Platinum Document | Knowing Where The Robot and Other Objects Are

I am currently in the process of developing what is known as the “Platinum Document.” This document will be posted later on over time once the document is polished enough.

In this screenshot, the camera knows where it is in 3D space, and also where the turning point elements are in 3D space by integrating machine learning with matrix mathematics. Because I am lazy, for now the machine learning is using a pre-trained library of YOLOv5 for the sake of testing. In blue of the image you can see that the tracked balls are the x, y, and z of the ball in world space. That is, whereever the camera is in 3D space, as long as it sees the balls the X, Y, and Z of the balls would be seen as static unless the balls themselves move.

As for being able to accomplish what is being done, I may release snippets of code however I don’t believe I am willing to release the github code (explained later). It is highly likely that this system will be a staple of VEXU position tracking due to its capability of permanence and relying on the environment instead of GPS field strips (we do not wish to flip a coin and hope that the field was setup correctly for the GPS system). Therefore we plan to provide steps on how to create a similar system that guides teams on how we approached this system.

The use case is to put the camera on the V5 robot and the V5 robot is capable of knowing where it is, and also where the objects are, without any additional idler odometry wheels.

When complete, the document will include:

  1. Pose estimation that has permanence, at a rate of ~30-60Hz, depending on the computational device. (X, Y, Z, pitch, yaw, roll in space)
  2. X, Y, Z object tracking relative to the camera (in meters)
  3. Object detection

When complete, the document will not include:

  1. X, Y, Z of tracked objects in world space (as shown in the picture). This is done in my own project with a large amount of matrix math and therefore is not something I can simply add, and neither am I comfortable sharing the raw code over github and flat-out giving code to individuals who don’t know how it works.

In development:

  1. Object permanence. This is the capability of identifying an object and giving it a unique identifier by recognizing where it is in 3D space. If the camera does not see the object by turning away from it, the camera can still keep note that the object still exists in 3D space despite not actually seeing it. This allows the robot to drive around and keep note and drive to objects across the field without actively needing to see it all the time. And if the camera looks back and sees the object disappear, then it removes the object from its index.
  2. Adequate communication library. I have already established a line of communication with the V5 Brain, however I need to establish communication in a manner that is modular and allows additional lines to be established over a single port.

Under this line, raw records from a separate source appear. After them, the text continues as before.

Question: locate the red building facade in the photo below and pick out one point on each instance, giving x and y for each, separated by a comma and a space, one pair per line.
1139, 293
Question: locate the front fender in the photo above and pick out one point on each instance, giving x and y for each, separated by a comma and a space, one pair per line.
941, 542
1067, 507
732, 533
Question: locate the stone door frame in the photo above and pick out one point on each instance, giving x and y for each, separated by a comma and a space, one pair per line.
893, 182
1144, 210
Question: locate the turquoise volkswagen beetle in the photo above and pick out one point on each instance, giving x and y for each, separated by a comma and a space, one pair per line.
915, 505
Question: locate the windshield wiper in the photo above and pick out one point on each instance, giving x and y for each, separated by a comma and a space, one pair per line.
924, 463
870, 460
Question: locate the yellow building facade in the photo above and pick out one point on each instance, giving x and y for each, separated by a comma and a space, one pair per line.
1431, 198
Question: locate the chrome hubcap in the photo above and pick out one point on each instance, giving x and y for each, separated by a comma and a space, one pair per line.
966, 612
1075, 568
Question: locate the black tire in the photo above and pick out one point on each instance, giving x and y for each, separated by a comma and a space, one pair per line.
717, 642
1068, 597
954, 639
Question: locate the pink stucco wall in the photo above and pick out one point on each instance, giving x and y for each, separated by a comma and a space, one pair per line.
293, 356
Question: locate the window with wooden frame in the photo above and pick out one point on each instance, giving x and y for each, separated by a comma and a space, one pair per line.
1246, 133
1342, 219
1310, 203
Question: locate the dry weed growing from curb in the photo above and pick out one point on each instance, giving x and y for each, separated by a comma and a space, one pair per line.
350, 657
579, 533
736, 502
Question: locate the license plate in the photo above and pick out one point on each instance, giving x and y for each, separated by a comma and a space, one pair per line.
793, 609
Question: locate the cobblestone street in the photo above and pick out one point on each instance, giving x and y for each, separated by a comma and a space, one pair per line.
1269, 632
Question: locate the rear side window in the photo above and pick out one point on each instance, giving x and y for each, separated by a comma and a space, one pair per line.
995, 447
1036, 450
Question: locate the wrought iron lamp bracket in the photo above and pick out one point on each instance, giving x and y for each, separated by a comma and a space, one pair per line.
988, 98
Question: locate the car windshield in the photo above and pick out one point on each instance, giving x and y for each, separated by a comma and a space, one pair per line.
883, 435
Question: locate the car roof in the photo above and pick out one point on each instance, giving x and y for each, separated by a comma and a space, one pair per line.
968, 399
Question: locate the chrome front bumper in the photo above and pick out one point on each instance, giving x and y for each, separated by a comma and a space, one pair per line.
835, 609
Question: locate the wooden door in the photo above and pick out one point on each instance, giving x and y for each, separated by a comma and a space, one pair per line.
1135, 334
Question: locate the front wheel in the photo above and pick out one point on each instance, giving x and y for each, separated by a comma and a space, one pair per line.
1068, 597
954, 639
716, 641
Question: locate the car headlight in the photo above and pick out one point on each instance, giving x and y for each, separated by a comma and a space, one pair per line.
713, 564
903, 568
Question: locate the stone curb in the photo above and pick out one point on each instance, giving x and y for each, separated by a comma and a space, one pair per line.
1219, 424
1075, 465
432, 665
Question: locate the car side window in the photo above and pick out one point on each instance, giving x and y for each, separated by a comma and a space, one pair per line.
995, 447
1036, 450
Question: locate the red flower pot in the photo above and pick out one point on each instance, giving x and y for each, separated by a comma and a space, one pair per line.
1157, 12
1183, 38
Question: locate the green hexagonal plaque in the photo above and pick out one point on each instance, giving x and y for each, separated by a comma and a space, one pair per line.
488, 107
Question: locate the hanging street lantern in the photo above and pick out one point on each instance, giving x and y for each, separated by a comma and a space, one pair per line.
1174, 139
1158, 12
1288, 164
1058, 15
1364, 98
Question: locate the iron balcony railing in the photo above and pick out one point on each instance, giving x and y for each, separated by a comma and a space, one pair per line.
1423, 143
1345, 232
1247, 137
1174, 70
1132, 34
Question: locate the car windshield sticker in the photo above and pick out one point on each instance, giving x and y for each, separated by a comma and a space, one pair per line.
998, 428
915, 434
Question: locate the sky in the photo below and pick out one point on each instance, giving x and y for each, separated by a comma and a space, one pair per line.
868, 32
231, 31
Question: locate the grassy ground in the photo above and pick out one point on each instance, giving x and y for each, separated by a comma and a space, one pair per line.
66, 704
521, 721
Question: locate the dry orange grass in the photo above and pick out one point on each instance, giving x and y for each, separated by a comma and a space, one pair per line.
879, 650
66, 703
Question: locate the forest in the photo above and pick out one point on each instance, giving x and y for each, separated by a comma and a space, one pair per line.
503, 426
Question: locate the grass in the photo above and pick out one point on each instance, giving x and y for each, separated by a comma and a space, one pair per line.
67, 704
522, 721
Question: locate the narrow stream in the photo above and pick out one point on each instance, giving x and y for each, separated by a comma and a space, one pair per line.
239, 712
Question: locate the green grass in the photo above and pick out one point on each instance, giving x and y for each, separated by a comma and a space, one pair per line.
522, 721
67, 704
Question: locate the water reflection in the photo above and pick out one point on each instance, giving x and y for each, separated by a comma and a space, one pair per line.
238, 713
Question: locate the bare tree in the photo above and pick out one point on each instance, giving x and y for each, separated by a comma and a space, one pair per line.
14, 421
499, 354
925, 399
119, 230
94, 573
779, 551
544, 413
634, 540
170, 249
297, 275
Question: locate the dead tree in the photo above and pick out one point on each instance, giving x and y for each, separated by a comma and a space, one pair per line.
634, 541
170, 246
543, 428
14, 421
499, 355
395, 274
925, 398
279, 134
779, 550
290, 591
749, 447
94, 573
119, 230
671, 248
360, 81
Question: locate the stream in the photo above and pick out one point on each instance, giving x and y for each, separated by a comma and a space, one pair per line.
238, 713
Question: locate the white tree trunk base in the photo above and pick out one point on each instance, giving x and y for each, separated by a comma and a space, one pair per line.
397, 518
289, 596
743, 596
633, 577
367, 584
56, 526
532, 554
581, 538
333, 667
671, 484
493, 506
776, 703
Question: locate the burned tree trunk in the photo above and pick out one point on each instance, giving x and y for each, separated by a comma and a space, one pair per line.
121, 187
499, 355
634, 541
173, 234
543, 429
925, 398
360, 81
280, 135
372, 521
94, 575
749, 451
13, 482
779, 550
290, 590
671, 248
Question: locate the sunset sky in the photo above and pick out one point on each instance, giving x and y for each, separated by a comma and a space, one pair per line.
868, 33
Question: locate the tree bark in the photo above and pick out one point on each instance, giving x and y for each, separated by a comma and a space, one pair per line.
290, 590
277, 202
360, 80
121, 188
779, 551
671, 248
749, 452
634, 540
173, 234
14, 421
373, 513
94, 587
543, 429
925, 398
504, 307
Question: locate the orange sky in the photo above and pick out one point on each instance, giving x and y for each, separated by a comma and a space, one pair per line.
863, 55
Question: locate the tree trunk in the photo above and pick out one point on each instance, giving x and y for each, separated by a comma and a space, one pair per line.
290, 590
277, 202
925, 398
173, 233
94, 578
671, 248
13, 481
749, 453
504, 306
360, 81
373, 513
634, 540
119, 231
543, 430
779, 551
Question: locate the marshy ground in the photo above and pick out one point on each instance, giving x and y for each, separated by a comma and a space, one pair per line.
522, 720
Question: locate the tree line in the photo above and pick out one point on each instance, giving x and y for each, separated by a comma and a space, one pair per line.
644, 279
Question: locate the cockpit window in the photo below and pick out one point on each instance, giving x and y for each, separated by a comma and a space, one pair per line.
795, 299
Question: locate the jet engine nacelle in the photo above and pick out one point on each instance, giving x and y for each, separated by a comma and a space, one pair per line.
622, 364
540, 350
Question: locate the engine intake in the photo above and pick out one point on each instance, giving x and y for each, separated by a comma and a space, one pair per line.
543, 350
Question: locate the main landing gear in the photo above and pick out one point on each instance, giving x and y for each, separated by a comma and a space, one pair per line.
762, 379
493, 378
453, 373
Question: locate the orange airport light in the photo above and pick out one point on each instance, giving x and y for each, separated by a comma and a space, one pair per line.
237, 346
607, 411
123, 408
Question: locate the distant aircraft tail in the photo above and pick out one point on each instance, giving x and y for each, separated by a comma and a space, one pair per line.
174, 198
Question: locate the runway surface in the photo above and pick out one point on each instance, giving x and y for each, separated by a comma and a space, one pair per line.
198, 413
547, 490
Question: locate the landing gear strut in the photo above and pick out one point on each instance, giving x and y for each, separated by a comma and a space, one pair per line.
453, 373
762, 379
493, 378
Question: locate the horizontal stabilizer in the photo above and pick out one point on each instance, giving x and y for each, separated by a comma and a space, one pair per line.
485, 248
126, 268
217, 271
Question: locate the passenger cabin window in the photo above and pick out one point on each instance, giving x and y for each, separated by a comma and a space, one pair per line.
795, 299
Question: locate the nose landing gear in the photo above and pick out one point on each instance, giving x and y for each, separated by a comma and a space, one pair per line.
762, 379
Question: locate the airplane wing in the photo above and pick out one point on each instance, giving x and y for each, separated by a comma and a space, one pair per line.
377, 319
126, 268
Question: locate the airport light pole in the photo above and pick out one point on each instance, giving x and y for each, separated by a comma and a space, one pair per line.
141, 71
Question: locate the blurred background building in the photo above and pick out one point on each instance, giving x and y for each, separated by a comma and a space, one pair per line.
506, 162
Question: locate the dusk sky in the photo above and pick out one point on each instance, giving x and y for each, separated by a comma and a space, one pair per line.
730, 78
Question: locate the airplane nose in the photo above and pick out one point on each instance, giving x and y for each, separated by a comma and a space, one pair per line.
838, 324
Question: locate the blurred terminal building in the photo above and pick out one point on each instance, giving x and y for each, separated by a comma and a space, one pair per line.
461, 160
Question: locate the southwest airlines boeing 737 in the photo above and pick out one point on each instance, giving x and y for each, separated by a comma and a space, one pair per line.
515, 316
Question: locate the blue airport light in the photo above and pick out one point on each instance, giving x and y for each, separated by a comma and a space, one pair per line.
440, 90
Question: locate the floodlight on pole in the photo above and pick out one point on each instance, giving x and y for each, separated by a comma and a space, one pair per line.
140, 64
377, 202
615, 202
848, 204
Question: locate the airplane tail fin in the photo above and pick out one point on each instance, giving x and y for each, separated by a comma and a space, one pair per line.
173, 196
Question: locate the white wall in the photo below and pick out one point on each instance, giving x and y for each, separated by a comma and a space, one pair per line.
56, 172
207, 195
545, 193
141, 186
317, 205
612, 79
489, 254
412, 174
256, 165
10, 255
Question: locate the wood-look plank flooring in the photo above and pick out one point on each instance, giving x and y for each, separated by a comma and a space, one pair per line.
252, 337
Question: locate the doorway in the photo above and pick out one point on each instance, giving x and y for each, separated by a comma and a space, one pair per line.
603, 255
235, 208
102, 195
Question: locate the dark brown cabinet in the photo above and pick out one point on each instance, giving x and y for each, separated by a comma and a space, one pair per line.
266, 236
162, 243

The document will be released as a reply below once the document is polished enough. It ultimately adds many new features and also removes software (such as Docker) that are no longer a requirement to use.

12 Likes

This seems very interesting and I just wanted to clarify a couple of the technical aspects of how this all works. It seems from your post that you already have the technical aspects working and that you just need to finish the documentation, but please correct me if I’m wrong.

First of all, how does your camera know where it is in 3d space? Like how does it determine where on a vex field it is? Does it just track the x,y, and z coordinates of objects on the field and assume they are not moving and that the camera is moving relative to those objects? Or is it some other method of determining where the camera is?

What device is running the AI? Is it a laptop/desktop or is it an edge device like a Jetson Nano or Raspberry Pi? I did a research project last semester on making models smaller and deploying them on to smaller devices like Jetsons and it was harder than I expected the first time.

What camera are you using and what is it’s frame rate and image size? I know YOLO works well for live feeds, so how often are you sampling in your current model?

1 Like

Correct.
Currently the system is tested on a laptop with Ubuntu 20.04 (same version I plan to install onto the Jetson Nano, which officially supports 18.04 but community supports 20.04), however I need to verify that it works for the Jetson Nano and add installation instructions for 20.04 version.

It does vector-based visual odometry. A good examppe of vector-based visual odometry is ORB_SLAM3

I plan to allow you to set the x y z and yaw of the robot and it’s up to the user to line the robot up to match the field, similar to wheel odometry. However that would be a good idea to use the D435i to identify the location of the game elements at the start of the match to determine the starting coordinates.

Tested and works properly with a laptop with a gpu on it, and currently working on testing with Jetson Nano at the moment.

Honestly with my laptop the frame rate is bottlenecked by the D435i’s 30 frames/second cap. It would probably be higher if the D435i allows it. YOLOv5n is the most lightweight version of YOLOv5 available and it runs really quickly.

1 Like

Additional details will be answered in the document.